Schoolly D, a Philadelphia rapper who has been credited as the progenitor of gangsta rap, released “P.S.K.” in 1986. He’s still active as a performing artist, most recently finding renewed fame with the popular television cartoon “Aqua Teen Hunger Force.”
Although he still lives in Philadelphia, he has not been going out much in the city. For the last several years, club owners have been leaning on DJs to play only the most popular tracks. Schoolly (aka Jesse Weaver) points to “Crank That” by Soulja Boy Tell’em as a prime example; it’s a song he regards with disdain.
Now, he says, local DJs are pushing back.
“I remember the good days, you made $3,500 a night for playing a couple hours,” says Schoolly. “Now, they going to pay you $35, and tell you what to play. The DJs have learned to play what they want to play. You have to be the tastemaker.”
A newer hip-hop artist called Kuf Knotz (aka Ty Green) says it’s next to impossible to find local hip-hop shows in Philadelphia.
“The foundation of hip-hop — the MC and DJ — not a lot of venues going for that,” says Kuf Knotz (pronounced “koof”). “With the stigma that hip-hop carries, the venues are like, ‘We don’t have hip-hop insurance. We can’t do a show.'”
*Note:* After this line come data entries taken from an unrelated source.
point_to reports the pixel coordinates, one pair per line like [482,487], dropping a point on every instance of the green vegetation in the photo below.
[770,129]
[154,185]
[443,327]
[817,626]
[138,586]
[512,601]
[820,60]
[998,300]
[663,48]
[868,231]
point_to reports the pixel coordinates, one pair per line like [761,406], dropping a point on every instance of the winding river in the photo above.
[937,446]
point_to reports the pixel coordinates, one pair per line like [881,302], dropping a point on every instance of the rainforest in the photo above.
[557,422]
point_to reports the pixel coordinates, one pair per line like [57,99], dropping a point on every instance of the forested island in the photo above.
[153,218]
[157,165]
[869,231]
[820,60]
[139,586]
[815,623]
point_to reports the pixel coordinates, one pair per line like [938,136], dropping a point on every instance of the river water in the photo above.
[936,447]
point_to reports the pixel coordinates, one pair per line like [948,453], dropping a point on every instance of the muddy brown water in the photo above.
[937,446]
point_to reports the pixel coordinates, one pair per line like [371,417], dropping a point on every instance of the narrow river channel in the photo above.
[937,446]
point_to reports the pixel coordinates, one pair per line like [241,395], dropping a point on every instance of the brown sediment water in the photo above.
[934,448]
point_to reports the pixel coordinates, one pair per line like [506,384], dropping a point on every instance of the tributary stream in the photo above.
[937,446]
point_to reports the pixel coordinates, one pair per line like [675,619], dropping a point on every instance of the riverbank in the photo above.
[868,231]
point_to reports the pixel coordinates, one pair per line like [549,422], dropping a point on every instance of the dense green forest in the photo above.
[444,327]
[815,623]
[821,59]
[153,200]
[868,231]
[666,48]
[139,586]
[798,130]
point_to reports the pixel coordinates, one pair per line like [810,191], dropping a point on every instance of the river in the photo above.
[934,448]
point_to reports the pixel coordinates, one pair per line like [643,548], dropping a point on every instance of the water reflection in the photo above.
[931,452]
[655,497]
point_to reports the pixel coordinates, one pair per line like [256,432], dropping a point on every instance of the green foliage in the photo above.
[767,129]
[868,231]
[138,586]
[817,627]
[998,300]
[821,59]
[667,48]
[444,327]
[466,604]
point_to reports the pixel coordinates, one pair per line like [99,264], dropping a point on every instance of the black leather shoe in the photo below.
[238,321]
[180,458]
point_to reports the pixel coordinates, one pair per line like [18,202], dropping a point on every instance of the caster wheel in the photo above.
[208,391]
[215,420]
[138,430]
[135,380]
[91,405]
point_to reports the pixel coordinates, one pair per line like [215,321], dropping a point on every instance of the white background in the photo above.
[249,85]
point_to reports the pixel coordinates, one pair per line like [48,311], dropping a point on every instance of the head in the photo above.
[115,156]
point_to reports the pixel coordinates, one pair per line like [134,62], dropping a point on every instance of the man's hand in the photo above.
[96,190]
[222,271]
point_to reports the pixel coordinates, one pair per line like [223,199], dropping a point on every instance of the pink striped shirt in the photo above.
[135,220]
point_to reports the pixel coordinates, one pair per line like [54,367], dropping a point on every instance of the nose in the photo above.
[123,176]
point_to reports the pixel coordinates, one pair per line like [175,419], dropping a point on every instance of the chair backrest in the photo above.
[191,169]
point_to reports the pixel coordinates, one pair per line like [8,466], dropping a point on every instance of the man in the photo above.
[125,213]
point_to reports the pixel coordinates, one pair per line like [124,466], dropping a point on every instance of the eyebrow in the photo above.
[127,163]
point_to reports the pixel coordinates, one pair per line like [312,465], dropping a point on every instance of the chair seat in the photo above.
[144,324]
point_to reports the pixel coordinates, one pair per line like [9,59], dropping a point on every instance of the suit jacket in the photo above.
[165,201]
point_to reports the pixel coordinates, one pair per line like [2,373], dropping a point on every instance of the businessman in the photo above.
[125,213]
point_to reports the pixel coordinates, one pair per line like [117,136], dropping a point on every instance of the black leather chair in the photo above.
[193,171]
In response, Kuf Knotz has organized a monthly club night at World Cafe Live in University City, a venue which draws audiences from Penn and Drexel.
After guest-lecturing at a class at Temple University about a (very subjective) history of hip-hop, Kuf Knotz and Schoolly D sat down together in the atrium of Annenberg Hall to discuss the local scene, and how hip-hop has to come out of the small neighborhood spots.
“We can’t sit in a place and expect people to come to us,” said Schoolly. “There’s parking, there’s murder. You know what I mean? That stigma in some of these neighborhoods –even gangsters don’t want to go there.”
“That’s the main reason I put the night together at World Cafe,” Kuf Knotz responded. “It’s a nice venue, people come.”
Both Kuf Knotz and Schoolly D say audiences at hip-hop shows in Philadelphia are now a fairly even mix of white, black and Indian fans.
Schoolly pointed to hip-hop nights at Rum Bar in Rittenhouse Square and Zee Bar on Spring Garden as good places to hear hip-hop. He also mentioned a regular Sunday matinee showcase of hardcore rap at The Fire, which he was surprised to find out is populated mostly by “12-year-old white boys.”